Question (image processing code)

Hello,

I have a grey level image (resolution w x h) stored as “dev_im_l” on the device. I want to calculate average values of a 5x5 neighborhood around each pixel and store them in “dev_luminance”. My plan is to store each pixel plus its 24 neighbors in shared memory with each pixel having a block.

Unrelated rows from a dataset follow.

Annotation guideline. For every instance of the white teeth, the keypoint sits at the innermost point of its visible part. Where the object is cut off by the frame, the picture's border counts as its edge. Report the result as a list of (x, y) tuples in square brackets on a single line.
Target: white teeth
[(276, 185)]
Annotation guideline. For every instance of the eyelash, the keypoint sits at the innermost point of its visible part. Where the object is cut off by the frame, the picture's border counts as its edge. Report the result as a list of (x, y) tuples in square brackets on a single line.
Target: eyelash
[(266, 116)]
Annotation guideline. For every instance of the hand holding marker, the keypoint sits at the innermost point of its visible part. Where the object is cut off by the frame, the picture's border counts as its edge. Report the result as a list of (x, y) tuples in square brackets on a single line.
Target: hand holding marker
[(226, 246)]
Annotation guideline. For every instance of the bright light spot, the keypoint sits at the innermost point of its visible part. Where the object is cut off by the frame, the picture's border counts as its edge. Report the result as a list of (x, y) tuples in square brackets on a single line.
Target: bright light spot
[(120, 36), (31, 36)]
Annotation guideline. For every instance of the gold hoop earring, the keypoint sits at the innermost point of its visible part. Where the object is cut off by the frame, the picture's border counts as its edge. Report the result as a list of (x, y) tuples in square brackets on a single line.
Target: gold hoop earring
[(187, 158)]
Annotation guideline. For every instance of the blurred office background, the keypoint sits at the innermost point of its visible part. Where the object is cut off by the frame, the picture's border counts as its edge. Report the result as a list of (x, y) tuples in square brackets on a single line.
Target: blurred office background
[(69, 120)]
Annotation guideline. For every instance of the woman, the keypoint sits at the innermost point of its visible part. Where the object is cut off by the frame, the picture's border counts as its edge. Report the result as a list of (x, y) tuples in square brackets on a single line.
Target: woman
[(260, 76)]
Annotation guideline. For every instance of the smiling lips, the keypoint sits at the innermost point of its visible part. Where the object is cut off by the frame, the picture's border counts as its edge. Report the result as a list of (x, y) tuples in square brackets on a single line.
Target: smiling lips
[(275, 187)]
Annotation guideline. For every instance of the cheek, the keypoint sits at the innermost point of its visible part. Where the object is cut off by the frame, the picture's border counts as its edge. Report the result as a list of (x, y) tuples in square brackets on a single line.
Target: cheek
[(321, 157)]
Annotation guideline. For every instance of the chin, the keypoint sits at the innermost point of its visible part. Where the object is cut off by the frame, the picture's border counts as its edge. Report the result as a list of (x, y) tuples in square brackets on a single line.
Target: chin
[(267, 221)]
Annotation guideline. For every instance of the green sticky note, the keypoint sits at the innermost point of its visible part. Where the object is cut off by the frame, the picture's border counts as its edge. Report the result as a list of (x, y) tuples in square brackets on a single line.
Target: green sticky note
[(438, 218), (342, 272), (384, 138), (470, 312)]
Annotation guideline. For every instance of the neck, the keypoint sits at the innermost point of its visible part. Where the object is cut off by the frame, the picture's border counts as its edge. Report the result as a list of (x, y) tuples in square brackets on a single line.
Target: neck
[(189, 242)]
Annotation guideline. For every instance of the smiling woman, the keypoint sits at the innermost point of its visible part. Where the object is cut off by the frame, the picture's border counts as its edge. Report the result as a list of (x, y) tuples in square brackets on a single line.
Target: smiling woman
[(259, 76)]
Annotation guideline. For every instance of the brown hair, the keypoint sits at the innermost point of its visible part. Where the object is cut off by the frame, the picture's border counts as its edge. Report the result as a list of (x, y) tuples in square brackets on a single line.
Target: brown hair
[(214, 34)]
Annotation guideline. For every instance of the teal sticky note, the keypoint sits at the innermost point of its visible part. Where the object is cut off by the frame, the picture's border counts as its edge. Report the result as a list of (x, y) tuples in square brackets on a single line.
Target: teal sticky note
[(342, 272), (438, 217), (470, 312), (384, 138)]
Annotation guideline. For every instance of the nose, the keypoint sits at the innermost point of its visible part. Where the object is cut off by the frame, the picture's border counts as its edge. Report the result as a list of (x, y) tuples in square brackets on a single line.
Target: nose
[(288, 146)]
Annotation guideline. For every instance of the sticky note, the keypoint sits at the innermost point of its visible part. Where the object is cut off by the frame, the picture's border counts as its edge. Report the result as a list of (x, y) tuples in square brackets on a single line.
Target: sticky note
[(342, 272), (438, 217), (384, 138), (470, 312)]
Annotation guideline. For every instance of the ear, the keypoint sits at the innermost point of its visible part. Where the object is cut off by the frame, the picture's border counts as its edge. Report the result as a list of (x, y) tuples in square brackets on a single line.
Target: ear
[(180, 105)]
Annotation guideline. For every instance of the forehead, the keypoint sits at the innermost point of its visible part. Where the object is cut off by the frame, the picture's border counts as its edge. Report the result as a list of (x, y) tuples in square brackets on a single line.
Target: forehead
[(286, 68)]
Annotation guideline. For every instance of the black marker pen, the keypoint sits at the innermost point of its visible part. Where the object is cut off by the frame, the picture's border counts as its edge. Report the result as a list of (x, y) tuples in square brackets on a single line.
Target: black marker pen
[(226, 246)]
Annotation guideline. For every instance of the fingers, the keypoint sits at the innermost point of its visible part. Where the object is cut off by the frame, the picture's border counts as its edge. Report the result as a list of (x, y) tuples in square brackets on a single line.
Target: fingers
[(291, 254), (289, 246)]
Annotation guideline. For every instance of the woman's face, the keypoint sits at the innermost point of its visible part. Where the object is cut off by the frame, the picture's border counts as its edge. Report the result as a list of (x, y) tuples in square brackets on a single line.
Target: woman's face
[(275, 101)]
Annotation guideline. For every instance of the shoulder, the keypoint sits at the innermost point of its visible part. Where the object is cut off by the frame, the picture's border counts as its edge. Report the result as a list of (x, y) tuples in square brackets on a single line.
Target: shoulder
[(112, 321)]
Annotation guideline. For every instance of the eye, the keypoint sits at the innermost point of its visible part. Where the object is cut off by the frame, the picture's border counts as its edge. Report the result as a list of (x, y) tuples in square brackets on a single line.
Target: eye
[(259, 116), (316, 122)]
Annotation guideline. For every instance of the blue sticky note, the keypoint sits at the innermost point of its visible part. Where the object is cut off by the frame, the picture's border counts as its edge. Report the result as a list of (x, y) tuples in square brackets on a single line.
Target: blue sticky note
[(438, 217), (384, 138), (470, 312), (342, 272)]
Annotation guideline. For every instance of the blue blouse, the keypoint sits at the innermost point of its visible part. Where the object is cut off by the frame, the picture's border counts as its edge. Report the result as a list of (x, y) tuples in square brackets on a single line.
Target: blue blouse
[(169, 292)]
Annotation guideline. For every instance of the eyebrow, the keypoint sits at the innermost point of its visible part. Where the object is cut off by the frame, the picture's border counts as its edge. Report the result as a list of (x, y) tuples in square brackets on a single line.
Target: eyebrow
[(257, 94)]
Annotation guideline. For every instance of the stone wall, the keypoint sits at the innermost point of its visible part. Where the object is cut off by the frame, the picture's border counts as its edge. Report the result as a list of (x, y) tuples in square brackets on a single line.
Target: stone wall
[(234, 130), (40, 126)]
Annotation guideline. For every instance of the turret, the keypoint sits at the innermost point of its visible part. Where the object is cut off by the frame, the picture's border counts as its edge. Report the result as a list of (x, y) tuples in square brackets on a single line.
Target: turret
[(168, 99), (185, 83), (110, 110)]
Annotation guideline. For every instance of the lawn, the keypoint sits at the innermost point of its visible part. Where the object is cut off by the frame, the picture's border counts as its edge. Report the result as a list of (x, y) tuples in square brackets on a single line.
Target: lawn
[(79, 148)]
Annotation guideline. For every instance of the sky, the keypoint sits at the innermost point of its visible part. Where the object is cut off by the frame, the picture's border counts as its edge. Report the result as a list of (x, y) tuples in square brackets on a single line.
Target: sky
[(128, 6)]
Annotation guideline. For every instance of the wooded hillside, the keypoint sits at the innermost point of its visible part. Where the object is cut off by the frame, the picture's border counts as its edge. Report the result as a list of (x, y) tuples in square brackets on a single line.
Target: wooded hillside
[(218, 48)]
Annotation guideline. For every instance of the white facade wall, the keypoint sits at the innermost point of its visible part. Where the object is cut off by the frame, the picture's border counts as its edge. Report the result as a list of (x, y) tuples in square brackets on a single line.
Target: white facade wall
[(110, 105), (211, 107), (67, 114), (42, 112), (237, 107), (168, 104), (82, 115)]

I’m new in Cuda, so even if I made beginner mistakes, I appreciate your help.

#define PATCH_SIZE 5

__global__ void compute_luminance(uchar *dev_im_l, float *dev_luminance, int w, int h)
{
		__shared__ uchar patch[PATCH_SIZE*PATCH_SIZE];
	int patch_index = blockIdx.x*blockDim.x + threadIdx.x;
	int pix_index = threadIdx.x;
	int y = (blockIdx.x*blockDim.x + threadIdx.x) / w;
	int x = (blockIdx.x*blockDim.x + threadIdx.x) % w;

	//center row of patch
	int row = threadIdx.x / PATCH_SIZE;
	if (y >= 2 && y < h - 2 && x >= 0 && x < w - 2)
	{
		if (threadIdx.x >= (PATCH_SIZE / 2)*PATCH_SIZE & threadIdx.x < (PATCH_SIZE / 2 + 1)*PATCH_SIZE)
			patch[pix_index] = dev_im_l[patch_index];
		else
			patch[pix_index] = dev_im_l[patch_index + w*(row - PATCH_SIZE / 2)];
	}
	__syncthreads();
	dev_luminance[patch_index] = 0;
	for (int i = 0; i < PATCH_SIZE*PATCH_SIZE; i++)
		dev_luminance[patch_index] += (float)((int)patch[i]);
	dev_luminance[patch_index] /= (float)(PATCH_SIZE*PATCH_SIZE);}

int main()
{
...
	compute_luminance << <(w*h + PATCH_SIZE*PATCH_SIZE - 1) / (PATCH_SIZE*PATCH_SIZE), PATCH_SIZE*PATCH_SIZE >> >(dev_im_l, dev_im_r, dev_luminance, dev_contrast, dev_d, w, h);
...
        return 0;
}

here is code using texture references:
http://stackoverflow.com/questions/14334251/cuda-image-average-filter

Furthermore, NPP provides also a box filter routine

to bind 2D textures, how should the argument cudaChannelFormatDesc look like?